This article was originally published on January 16, 2013. In that I am suffering a similar ailment this day, just over a year later, I wish to illustrate that thus far science and medicine have made no strides in curing this condition.
When I woke up Thursday morning I felt like a million bucks. I was bright, alert, and anxious to get on with the day. I was looking forward to going to work and in fact did just that. But as the day progressed, I noticed some subtle changes in my euphoric outlook on life. First I began sneezing. . . .a lot. Some time back I was able to relocate from a cubicle to a small office. This probably helped to isolate me from my co-workers and may have spared them the terrible fate that awaited me. By evening as I sat in my recliner and watched TV I noticed a burning sensation in my eyes, I was drowsy, and food started to take on a distinct, unpleasant after taste. Then came Friday morning.
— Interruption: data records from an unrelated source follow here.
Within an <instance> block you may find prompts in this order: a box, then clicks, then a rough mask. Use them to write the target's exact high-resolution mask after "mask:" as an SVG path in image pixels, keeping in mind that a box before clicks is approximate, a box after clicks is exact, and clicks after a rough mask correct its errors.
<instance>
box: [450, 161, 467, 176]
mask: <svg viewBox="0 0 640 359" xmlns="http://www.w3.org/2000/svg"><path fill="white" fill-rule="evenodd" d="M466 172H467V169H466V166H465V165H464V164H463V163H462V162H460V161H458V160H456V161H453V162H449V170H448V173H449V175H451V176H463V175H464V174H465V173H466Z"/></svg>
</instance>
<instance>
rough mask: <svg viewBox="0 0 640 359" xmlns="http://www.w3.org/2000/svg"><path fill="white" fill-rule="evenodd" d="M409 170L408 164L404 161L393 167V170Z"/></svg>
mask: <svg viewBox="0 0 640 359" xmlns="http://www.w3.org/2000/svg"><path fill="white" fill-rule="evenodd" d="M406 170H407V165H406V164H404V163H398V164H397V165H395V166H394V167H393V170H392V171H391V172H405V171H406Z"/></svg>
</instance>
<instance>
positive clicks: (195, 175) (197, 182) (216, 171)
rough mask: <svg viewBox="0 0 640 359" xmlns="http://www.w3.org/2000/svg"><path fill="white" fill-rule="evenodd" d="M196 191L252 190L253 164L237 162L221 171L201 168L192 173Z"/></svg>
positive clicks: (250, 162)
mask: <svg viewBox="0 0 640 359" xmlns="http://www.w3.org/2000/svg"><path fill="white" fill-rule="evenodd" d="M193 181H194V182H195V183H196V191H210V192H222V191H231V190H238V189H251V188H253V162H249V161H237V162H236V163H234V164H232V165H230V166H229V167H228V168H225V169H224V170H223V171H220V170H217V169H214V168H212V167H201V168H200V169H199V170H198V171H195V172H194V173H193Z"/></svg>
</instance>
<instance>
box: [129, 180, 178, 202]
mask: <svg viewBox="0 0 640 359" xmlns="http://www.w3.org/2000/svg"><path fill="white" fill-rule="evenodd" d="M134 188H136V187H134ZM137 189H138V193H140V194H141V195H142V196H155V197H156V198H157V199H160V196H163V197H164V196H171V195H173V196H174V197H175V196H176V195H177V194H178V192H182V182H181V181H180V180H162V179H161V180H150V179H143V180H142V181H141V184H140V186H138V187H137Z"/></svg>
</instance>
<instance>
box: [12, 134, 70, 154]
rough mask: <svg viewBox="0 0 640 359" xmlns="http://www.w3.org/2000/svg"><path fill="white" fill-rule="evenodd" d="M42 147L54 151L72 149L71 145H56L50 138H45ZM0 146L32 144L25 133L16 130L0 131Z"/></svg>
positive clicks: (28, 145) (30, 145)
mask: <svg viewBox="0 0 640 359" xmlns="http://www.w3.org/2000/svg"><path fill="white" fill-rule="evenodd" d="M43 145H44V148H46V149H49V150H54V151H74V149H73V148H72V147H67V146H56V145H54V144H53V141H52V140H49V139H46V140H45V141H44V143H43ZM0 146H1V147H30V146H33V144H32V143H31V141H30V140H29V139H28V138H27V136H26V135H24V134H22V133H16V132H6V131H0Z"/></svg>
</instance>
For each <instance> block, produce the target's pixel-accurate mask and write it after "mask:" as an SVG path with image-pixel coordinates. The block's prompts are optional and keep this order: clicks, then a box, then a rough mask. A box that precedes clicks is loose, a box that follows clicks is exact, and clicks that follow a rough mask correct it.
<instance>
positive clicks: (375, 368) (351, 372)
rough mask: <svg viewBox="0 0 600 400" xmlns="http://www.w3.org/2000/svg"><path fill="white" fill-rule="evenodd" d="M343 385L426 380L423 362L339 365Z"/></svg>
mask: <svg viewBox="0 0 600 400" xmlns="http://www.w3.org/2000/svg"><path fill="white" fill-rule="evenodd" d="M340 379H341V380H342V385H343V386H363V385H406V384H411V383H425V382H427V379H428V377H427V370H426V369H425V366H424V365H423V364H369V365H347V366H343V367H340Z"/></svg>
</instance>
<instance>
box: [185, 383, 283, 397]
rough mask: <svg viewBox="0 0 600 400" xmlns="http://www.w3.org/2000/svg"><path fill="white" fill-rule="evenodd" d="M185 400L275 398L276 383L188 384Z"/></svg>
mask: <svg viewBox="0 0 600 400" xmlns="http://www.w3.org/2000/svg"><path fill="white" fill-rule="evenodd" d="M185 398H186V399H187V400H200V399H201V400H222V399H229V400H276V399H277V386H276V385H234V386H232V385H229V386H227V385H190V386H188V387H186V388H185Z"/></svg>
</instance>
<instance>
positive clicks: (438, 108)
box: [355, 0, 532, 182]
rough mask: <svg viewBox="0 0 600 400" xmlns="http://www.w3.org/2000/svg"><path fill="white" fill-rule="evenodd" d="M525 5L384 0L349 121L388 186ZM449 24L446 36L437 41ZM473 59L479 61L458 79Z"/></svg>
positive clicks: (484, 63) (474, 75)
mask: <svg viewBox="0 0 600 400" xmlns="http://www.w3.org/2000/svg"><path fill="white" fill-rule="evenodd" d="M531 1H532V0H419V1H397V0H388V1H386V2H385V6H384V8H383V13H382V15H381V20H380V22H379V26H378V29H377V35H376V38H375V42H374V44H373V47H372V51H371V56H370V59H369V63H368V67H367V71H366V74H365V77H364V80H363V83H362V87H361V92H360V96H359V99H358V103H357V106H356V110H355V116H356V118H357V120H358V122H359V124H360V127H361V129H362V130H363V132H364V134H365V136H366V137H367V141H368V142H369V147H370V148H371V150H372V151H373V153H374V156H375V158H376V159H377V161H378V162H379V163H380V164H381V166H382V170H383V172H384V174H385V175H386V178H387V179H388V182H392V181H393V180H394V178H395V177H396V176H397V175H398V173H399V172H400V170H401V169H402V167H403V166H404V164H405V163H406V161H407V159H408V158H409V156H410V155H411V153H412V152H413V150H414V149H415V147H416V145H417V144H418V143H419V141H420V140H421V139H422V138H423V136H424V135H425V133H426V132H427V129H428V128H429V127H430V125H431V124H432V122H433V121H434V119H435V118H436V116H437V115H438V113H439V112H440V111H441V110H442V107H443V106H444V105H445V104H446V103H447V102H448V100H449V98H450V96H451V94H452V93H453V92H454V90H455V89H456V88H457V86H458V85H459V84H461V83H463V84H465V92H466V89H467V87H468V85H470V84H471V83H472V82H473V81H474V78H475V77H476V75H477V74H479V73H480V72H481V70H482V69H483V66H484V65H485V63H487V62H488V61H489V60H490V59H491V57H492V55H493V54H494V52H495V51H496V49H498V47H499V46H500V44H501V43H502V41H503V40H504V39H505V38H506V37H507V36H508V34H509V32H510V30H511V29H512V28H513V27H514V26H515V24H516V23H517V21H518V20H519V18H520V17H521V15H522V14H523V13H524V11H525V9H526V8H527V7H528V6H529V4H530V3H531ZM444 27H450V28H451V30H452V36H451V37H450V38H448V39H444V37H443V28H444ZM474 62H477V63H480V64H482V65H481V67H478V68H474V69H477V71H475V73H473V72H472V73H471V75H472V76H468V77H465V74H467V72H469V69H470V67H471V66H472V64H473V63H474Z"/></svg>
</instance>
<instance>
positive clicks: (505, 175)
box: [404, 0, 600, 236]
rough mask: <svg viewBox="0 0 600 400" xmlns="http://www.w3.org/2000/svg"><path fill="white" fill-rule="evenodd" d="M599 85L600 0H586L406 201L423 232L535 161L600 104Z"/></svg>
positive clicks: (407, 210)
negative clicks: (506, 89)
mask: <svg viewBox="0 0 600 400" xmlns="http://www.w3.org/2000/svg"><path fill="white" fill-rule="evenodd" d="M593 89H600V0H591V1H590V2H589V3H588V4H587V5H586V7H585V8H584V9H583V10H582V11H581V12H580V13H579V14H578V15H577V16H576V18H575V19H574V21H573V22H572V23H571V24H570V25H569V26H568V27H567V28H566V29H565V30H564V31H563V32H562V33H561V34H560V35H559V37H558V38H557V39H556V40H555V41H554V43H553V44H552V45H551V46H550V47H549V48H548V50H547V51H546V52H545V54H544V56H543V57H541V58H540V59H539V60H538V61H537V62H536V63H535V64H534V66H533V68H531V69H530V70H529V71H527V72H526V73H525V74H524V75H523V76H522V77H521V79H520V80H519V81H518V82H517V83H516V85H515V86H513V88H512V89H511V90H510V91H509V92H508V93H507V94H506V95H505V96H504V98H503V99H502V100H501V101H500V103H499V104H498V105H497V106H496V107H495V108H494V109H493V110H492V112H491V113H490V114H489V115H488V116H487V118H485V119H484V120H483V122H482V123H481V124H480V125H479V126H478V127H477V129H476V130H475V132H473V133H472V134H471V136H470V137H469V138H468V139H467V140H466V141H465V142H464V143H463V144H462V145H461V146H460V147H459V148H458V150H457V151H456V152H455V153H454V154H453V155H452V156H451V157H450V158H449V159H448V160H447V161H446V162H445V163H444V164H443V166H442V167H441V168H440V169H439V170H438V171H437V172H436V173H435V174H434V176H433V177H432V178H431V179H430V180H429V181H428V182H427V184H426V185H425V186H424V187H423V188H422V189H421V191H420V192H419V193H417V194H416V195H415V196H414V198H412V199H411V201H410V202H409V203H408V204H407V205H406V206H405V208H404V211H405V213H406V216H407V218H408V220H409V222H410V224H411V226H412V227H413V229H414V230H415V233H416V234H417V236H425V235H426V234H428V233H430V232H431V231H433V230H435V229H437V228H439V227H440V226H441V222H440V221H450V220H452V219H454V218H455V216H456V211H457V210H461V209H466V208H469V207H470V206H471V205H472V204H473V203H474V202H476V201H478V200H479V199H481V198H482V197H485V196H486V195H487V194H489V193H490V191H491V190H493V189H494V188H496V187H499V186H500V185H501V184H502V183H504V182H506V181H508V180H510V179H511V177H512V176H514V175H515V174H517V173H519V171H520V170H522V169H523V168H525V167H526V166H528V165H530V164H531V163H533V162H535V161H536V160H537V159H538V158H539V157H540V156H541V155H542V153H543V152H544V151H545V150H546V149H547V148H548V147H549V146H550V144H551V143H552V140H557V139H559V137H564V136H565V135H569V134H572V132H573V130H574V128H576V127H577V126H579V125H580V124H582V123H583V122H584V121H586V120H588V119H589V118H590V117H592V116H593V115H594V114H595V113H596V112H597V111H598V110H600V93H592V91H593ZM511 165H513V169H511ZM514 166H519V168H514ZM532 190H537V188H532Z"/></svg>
Friday morning was horrible. The alarm went off at the usual time, 3:45 AM. I immediately started to look around for the Mack truck that had repeatedly hit me during the night. All my body parts hurt. Even body parts that I had forgotten I owned hurt. (Oh hello body part, I had forgotten about you). My head and chert were congested, my vocal cords had taken a sabbatical, and my stomach was reminiscing about various foods I had consumed the day before. I reset the alarm to wake me at a time appropriate for me to alert the kind people who I ride to labor with each day that I would not be standing in my usual spot and made a hasty retreat back to bad. As I drifted off to sleep I had the realization that I had a highly contagious and incurable disease. I had a cold!
It amazes me that in the modern-day world where we have put men on the moon, where we have landed a rover on Mars, where we have conquered the plague, smallpox, and bedbugs (for a while) that modern science comes up short-handed when it comes to a cure for the common cold. I think that a cure would cause an economy growth spurt that would turn the world around. No longer would there be hundreds of thousands of lost production hours as the workers say at home feel miserable. Production would flourish, the GNP would flourish, and the economy would flourish. Any money spent on research to cure the cold would be quickly recovered by the booming economy. So what is the holdup? Why has it not happened? What do we have to do to make it happen. Come on scientist, it’s just a little virus, what are you afraid of? And now I am going back to bed.
Those are my thoughts, what are yours?